India's current account recorded a surplus of $5.7 billion, or 0.6% of the GDP during the March quarter, compared with a deficit of $8.7 billion, or 1% of GDP in the previous quarter due to higher services exports.
The current account deficit, or CAD, which is the difference between exports and imports of both goods and services, narrowed to $1.3 billion or 0.2% of GDP in the year-ago quarter.
The merchandise trade deficit narrowed during the March quarter to $50.9 billion, from $ 52.6 billion during the year-ago period, the Reserve Bank of India (RBI) said on Monday.
Services exports and transfers saw an improvement in the fourth quarter, helping tame a widening trade balance.
Services exports grew by 4.1% on a y-o-y basis during the fourth quarter of FY24 on the back of rising shipments of software, travel and business services, the RBI data showed.
Net services receipt at $42.7 billion was higher than its level a year ago, at $39.1 billion, which contributed to the surplus in the current account balance during Q4, FY24, it added.

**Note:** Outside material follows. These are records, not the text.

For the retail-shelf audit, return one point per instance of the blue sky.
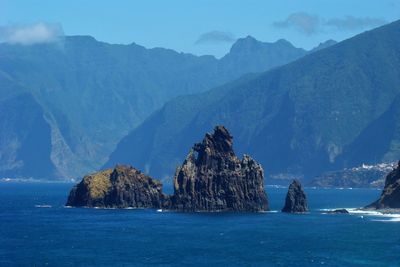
(203, 26)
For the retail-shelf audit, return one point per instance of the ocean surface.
(37, 230)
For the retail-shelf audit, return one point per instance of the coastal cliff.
(212, 178)
(390, 197)
(296, 200)
(121, 187)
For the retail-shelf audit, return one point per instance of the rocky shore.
(296, 200)
(210, 179)
(390, 197)
(121, 187)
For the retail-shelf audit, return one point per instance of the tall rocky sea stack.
(296, 200)
(121, 187)
(390, 197)
(212, 178)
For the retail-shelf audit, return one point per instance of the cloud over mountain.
(304, 22)
(28, 34)
(310, 24)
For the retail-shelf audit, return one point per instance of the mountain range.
(65, 106)
(332, 109)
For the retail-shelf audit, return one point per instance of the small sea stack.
(390, 197)
(296, 200)
(338, 211)
(121, 187)
(213, 179)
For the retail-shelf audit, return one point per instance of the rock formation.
(296, 201)
(121, 187)
(212, 178)
(390, 197)
(339, 211)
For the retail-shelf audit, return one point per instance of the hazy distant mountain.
(318, 113)
(91, 94)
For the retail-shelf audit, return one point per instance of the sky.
(200, 27)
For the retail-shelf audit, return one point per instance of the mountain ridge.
(320, 103)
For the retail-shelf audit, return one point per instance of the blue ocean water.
(37, 230)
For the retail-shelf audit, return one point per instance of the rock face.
(212, 178)
(121, 187)
(339, 211)
(296, 201)
(390, 197)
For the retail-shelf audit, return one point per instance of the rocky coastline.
(211, 179)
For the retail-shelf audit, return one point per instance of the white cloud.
(311, 24)
(29, 34)
(350, 23)
(304, 22)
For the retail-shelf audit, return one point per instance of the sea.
(36, 229)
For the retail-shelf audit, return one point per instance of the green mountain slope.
(298, 119)
(93, 93)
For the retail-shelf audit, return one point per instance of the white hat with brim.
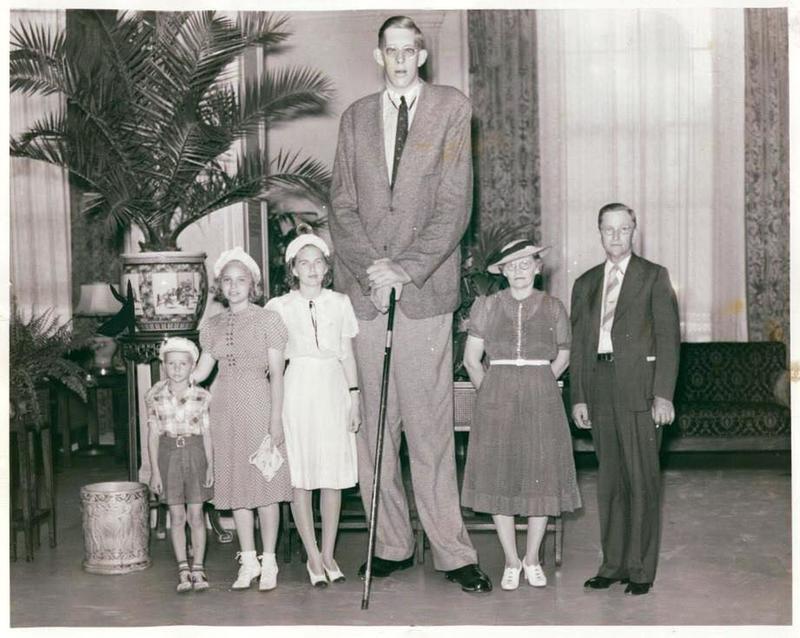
(515, 250)
(303, 240)
(178, 344)
(237, 254)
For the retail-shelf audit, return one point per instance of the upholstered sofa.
(729, 396)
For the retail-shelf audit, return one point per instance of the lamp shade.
(97, 301)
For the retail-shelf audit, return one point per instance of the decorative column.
(767, 173)
(502, 51)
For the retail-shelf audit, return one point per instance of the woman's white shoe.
(334, 574)
(510, 579)
(249, 570)
(534, 574)
(269, 573)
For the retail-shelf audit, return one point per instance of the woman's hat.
(305, 238)
(178, 344)
(514, 250)
(237, 254)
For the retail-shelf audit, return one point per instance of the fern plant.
(37, 349)
(154, 121)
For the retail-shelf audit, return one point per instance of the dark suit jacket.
(646, 326)
(420, 223)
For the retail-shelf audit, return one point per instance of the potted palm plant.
(37, 351)
(153, 131)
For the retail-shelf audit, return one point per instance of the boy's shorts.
(182, 463)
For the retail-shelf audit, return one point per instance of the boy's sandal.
(199, 580)
(184, 580)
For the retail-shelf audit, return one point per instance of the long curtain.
(39, 206)
(767, 173)
(502, 46)
(647, 107)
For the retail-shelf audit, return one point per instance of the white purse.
(267, 458)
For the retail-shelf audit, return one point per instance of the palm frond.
(148, 120)
(264, 29)
(35, 59)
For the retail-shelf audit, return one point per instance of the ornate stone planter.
(116, 530)
(169, 288)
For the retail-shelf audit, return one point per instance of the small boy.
(179, 444)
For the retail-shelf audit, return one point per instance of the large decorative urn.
(169, 289)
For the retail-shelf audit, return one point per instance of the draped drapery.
(502, 46)
(646, 107)
(767, 173)
(39, 205)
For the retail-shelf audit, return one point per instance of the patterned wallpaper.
(767, 173)
(502, 48)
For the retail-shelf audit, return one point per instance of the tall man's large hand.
(380, 296)
(662, 411)
(385, 272)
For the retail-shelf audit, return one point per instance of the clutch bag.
(267, 458)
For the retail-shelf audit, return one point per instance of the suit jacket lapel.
(422, 115)
(376, 138)
(631, 285)
(595, 299)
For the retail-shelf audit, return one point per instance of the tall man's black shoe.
(471, 579)
(637, 589)
(601, 582)
(382, 567)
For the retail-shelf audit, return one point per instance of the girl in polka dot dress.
(246, 341)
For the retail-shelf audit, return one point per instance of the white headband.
(237, 254)
(306, 239)
(178, 344)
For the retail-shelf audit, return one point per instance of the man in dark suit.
(624, 362)
(401, 195)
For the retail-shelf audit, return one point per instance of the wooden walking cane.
(376, 481)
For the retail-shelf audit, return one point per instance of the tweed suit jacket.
(645, 335)
(420, 222)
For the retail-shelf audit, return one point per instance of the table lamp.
(97, 301)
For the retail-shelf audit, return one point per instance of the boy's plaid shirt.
(175, 417)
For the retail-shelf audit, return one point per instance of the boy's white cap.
(303, 240)
(178, 344)
(237, 254)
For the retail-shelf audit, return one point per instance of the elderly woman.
(520, 451)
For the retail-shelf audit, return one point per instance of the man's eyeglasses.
(624, 231)
(405, 52)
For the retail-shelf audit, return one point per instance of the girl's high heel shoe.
(334, 574)
(317, 580)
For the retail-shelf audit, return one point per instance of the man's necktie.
(612, 295)
(400, 137)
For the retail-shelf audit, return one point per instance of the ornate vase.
(116, 529)
(169, 288)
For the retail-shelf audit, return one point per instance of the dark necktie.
(400, 137)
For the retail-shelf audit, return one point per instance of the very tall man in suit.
(624, 363)
(401, 195)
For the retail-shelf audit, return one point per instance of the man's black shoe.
(471, 579)
(601, 582)
(637, 589)
(382, 567)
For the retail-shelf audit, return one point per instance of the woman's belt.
(519, 362)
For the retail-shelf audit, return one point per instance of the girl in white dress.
(321, 400)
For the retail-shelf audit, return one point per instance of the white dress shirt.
(604, 343)
(391, 106)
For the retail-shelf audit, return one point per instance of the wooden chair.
(32, 485)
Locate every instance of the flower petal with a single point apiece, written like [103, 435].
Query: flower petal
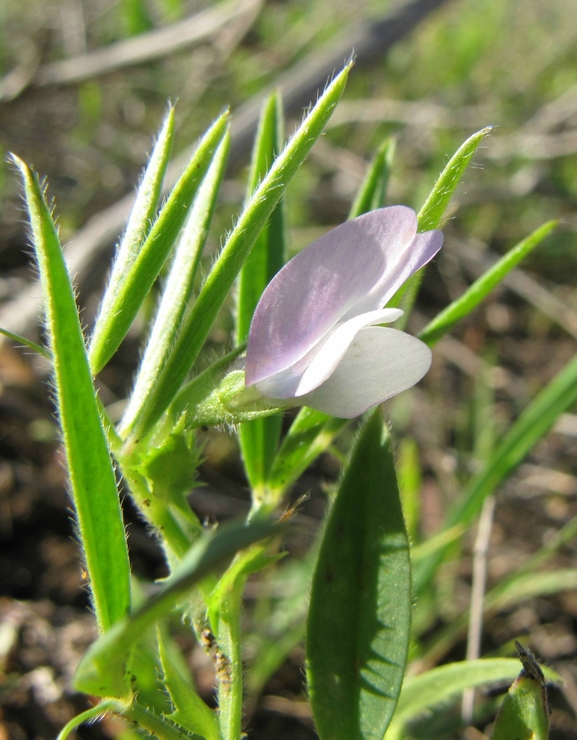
[350, 270]
[401, 264]
[379, 364]
[318, 364]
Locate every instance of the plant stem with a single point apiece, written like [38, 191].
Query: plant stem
[229, 664]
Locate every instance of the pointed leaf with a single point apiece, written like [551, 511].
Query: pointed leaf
[125, 295]
[524, 714]
[26, 343]
[190, 711]
[431, 214]
[235, 251]
[446, 682]
[143, 212]
[310, 434]
[360, 611]
[259, 438]
[373, 191]
[92, 477]
[179, 285]
[103, 669]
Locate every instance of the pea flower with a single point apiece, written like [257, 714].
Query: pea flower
[316, 338]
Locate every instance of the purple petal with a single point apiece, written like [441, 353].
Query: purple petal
[350, 270]
[318, 364]
[378, 364]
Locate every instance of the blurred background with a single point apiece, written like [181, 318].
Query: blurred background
[84, 85]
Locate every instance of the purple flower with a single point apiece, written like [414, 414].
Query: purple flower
[315, 337]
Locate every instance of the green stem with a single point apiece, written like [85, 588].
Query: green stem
[155, 724]
[229, 665]
[173, 538]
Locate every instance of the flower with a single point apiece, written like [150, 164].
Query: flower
[315, 335]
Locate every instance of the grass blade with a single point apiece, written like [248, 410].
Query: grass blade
[559, 395]
[259, 438]
[236, 250]
[125, 295]
[310, 434]
[92, 477]
[481, 288]
[360, 611]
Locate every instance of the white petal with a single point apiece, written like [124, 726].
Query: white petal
[335, 347]
[378, 364]
[318, 364]
[343, 274]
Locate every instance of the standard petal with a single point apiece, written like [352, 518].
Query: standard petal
[318, 364]
[403, 260]
[380, 363]
[341, 275]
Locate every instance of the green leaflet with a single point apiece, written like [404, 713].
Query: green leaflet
[237, 248]
[360, 611]
[524, 714]
[141, 262]
[373, 191]
[431, 214]
[178, 287]
[92, 478]
[445, 683]
[103, 669]
[310, 434]
[190, 711]
[259, 438]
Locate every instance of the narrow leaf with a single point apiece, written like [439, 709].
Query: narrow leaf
[190, 711]
[236, 250]
[92, 478]
[481, 288]
[125, 295]
[26, 343]
[524, 714]
[102, 670]
[431, 214]
[310, 434]
[559, 395]
[446, 682]
[142, 214]
[259, 438]
[360, 611]
[179, 285]
[373, 191]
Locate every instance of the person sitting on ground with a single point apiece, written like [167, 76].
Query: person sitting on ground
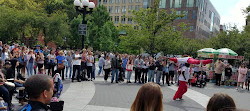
[40, 91]
[221, 102]
[149, 98]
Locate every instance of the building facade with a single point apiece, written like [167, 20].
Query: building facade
[202, 19]
[120, 10]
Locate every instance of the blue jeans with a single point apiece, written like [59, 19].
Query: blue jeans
[158, 76]
[70, 71]
[151, 75]
[129, 73]
[6, 95]
[100, 70]
[30, 68]
[115, 75]
[93, 71]
[124, 70]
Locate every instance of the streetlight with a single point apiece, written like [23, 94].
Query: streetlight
[81, 6]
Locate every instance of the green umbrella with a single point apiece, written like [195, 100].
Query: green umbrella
[206, 50]
[225, 51]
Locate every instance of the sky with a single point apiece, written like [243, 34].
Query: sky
[231, 12]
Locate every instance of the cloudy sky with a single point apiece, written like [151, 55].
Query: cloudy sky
[231, 11]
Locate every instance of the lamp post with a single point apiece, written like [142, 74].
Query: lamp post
[81, 6]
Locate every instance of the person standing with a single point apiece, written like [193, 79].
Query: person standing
[165, 72]
[219, 66]
[171, 71]
[159, 65]
[124, 64]
[40, 62]
[76, 66]
[242, 71]
[101, 64]
[90, 61]
[84, 64]
[145, 65]
[60, 64]
[30, 60]
[115, 67]
[129, 68]
[138, 65]
[51, 62]
[183, 79]
[107, 67]
[39, 97]
[151, 71]
[69, 66]
[228, 74]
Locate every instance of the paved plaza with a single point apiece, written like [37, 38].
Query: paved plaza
[100, 96]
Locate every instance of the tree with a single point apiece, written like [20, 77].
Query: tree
[96, 22]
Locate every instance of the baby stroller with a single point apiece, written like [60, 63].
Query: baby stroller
[201, 81]
[56, 104]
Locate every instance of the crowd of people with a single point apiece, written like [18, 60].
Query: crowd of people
[20, 62]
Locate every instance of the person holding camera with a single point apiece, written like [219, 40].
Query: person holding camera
[183, 79]
[39, 97]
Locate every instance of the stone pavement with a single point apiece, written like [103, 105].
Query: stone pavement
[99, 96]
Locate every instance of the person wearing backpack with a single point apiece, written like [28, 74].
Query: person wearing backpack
[39, 97]
[183, 79]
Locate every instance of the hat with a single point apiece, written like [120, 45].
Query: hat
[7, 63]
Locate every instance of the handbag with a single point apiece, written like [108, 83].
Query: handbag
[60, 66]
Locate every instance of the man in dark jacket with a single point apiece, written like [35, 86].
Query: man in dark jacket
[115, 66]
[228, 74]
[39, 97]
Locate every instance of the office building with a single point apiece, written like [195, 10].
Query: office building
[202, 19]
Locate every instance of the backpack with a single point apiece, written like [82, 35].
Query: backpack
[58, 85]
[26, 108]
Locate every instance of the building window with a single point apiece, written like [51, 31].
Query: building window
[117, 9]
[193, 17]
[190, 3]
[111, 1]
[177, 3]
[111, 9]
[186, 14]
[137, 7]
[129, 20]
[117, 1]
[104, 1]
[124, 9]
[162, 4]
[171, 3]
[191, 28]
[116, 19]
[123, 19]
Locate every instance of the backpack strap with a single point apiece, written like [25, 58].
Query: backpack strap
[27, 108]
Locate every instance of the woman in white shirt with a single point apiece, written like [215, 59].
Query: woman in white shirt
[183, 79]
[107, 67]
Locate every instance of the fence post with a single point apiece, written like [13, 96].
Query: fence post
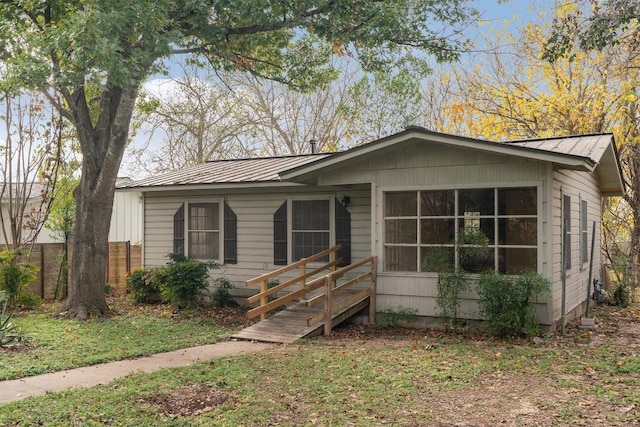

To be sure, India remains a net importer on account of its huge energy needs and the latest surge in crude oil prices, rising to about $85 a barrel, is likely to widen the CAD in the next quarter.
Meanwhile, the net outgo on the primary income account, reflecting payments of investment income, increased to $14.8 billion during the Q4, FY25 period from $12.6 billion in the year-ago period. Private transfer receipts, representing remittances by overseas Indians, amounted to $32.0 billion, registering an 11.9% growth.
Net foreign direct investment flows fell to $2 billion in the Q4, FY24 period compared with $6.4 billion during Q4, FY23.
Foreign portfolio investment recorded a net inflow of $11.4 billion during the March quarter, against a net outflow of $1.7 billion during the year-ago period.
"For FY25, going by the early trends, the CAD should be manageable at 1-1.5% of GDP and the steady capital inflows should ensure that the balance of payments, which reflect the fundamentals remain comfortable," Bank of Baroda said in a statement.
"This will also keep the Rupee range bound at ₹83-84/$ with external factors like the strength of the dollar guiding the currency," it added.
Overall during FY24, India’s current account deficit moderated to $23.2 billion or 0.7% of GDP from $67.0 billion or 2% of GDP during the previous year on the back of a lower merchandise trade deficit.
"Net invisibles receipt was higher during 2023-24 than a year ago, primarily on account of services and transfers," the RBI said in the statement.
During FY24, portfolio investment recorded a net inflow of $ 44.1 billion, against an outflow of $ 5.2 billion a year ago, while net FDI inflow was $ 9.8 billion during the fiscal, as compared with $ 28 billion in the previous fiscal.